この災害の原因としては、次のようなことが考えられる。
1 作業中に作業場の酸素濃度・有毒ガスについての測定を行っていなかったこと
災害発生数日前、発注者の検査があった際に作業場の環境測定を行っていたこと、災害発生直前に水糸の撤収作業等が無事に行われたこと等の理由から作業中には環境測定を行わなかった。
2 酸欠の危険がある作業場において換気せず作業を行ったこと
災害発生当日マンホール上部に送風機を設置したが、止水プラグ取り外し作業中に送風機を使用せず作業場所の換気が行われなかった。
3 救助者が空気呼吸器等、適切な保護具を使用せず救助活動を行ったこと
救助者は空気呼吸器等、適切な保護具を着用していなかった。またそれらの準備もされていなかった。

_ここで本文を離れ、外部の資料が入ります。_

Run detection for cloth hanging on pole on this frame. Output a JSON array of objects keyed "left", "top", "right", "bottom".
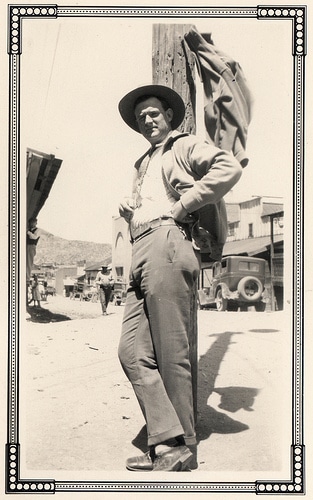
[{"left": 185, "top": 27, "right": 252, "bottom": 167}]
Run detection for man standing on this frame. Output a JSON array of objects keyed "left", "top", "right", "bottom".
[
  {"left": 95, "top": 266, "right": 114, "bottom": 316},
  {"left": 119, "top": 85, "right": 241, "bottom": 471}
]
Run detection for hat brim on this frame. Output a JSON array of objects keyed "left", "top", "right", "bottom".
[{"left": 118, "top": 85, "right": 185, "bottom": 132}]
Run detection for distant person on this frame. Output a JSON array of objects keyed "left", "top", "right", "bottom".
[
  {"left": 95, "top": 266, "right": 114, "bottom": 316},
  {"left": 31, "top": 274, "right": 41, "bottom": 307},
  {"left": 26, "top": 217, "right": 40, "bottom": 284}
]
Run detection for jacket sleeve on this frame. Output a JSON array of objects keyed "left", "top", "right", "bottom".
[{"left": 176, "top": 137, "right": 242, "bottom": 213}]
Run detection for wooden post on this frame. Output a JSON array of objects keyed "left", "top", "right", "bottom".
[
  {"left": 152, "top": 24, "right": 196, "bottom": 134},
  {"left": 152, "top": 24, "right": 198, "bottom": 420}
]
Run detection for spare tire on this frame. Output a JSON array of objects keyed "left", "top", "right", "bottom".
[{"left": 238, "top": 276, "right": 263, "bottom": 302}]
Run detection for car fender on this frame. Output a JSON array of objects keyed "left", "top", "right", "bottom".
[
  {"left": 237, "top": 276, "right": 264, "bottom": 302},
  {"left": 215, "top": 283, "right": 239, "bottom": 300}
]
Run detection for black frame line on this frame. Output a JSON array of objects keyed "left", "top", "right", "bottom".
[{"left": 5, "top": 4, "right": 307, "bottom": 494}]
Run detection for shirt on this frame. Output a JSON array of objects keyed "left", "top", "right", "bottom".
[{"left": 131, "top": 145, "right": 176, "bottom": 229}]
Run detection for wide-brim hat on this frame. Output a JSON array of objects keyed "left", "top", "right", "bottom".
[{"left": 118, "top": 85, "right": 185, "bottom": 132}]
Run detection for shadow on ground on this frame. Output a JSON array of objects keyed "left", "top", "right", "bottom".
[
  {"left": 27, "top": 306, "right": 71, "bottom": 323},
  {"left": 132, "top": 332, "right": 258, "bottom": 453}
]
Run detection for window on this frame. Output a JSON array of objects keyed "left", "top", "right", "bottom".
[{"left": 228, "top": 224, "right": 235, "bottom": 236}]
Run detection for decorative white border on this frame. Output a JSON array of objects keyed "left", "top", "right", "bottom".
[{"left": 5, "top": 4, "right": 307, "bottom": 494}]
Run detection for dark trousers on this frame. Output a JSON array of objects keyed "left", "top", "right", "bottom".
[{"left": 119, "top": 224, "right": 199, "bottom": 446}]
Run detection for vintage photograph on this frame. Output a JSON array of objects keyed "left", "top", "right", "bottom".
[{"left": 6, "top": 5, "right": 306, "bottom": 494}]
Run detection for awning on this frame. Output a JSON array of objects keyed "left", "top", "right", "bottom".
[{"left": 223, "top": 234, "right": 283, "bottom": 256}]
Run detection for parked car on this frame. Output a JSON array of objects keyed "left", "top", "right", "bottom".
[
  {"left": 46, "top": 285, "right": 56, "bottom": 296},
  {"left": 198, "top": 255, "right": 266, "bottom": 311},
  {"left": 111, "top": 280, "right": 127, "bottom": 306}
]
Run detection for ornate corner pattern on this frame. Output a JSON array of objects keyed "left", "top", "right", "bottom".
[
  {"left": 256, "top": 446, "right": 305, "bottom": 495},
  {"left": 8, "top": 5, "right": 57, "bottom": 54},
  {"left": 6, "top": 444, "right": 55, "bottom": 494},
  {"left": 258, "top": 5, "right": 307, "bottom": 56}
]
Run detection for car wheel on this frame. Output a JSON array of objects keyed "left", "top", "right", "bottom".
[
  {"left": 227, "top": 301, "right": 239, "bottom": 312},
  {"left": 216, "top": 288, "right": 228, "bottom": 311},
  {"left": 238, "top": 276, "right": 263, "bottom": 302}
]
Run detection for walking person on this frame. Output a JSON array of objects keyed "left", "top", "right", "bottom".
[
  {"left": 119, "top": 85, "right": 242, "bottom": 471},
  {"left": 31, "top": 274, "right": 41, "bottom": 307},
  {"left": 95, "top": 266, "right": 114, "bottom": 316}
]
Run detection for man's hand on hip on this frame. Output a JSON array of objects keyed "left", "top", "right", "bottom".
[{"left": 118, "top": 198, "right": 134, "bottom": 222}]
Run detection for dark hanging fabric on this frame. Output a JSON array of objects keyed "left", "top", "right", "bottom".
[{"left": 185, "top": 27, "right": 252, "bottom": 167}]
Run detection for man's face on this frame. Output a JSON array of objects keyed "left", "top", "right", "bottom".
[{"left": 135, "top": 97, "right": 173, "bottom": 146}]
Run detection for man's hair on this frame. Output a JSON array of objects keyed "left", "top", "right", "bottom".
[{"left": 134, "top": 95, "right": 171, "bottom": 111}]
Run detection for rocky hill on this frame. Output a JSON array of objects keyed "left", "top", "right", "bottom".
[{"left": 35, "top": 229, "right": 112, "bottom": 265}]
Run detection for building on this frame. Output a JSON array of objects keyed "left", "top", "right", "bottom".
[{"left": 112, "top": 196, "right": 284, "bottom": 309}]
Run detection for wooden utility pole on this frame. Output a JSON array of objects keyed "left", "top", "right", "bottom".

4 第2種酸素欠乏危険作業に係る作業主任者の職務が遂行されていなかったこと
この災害においては関係者のなかに、第2種酸素欠乏危険作業主任者免許を所有していた者はいたが、当日の作業に関しては
(1) 作業開始前に作業の方法を決定し作業を指揮すること
(2) 送風機換気装置等の機能の点検を行うこと
(3) 保護具の使用状況を監視すること
等の職務を励行していなかった。
5 連絡体制に不備があったこと
この災害においては事前の安全対策、準備、検討等が不十分であったが、特に関係者の事前の打ち合わせおよびコミュニケーションが不足していた。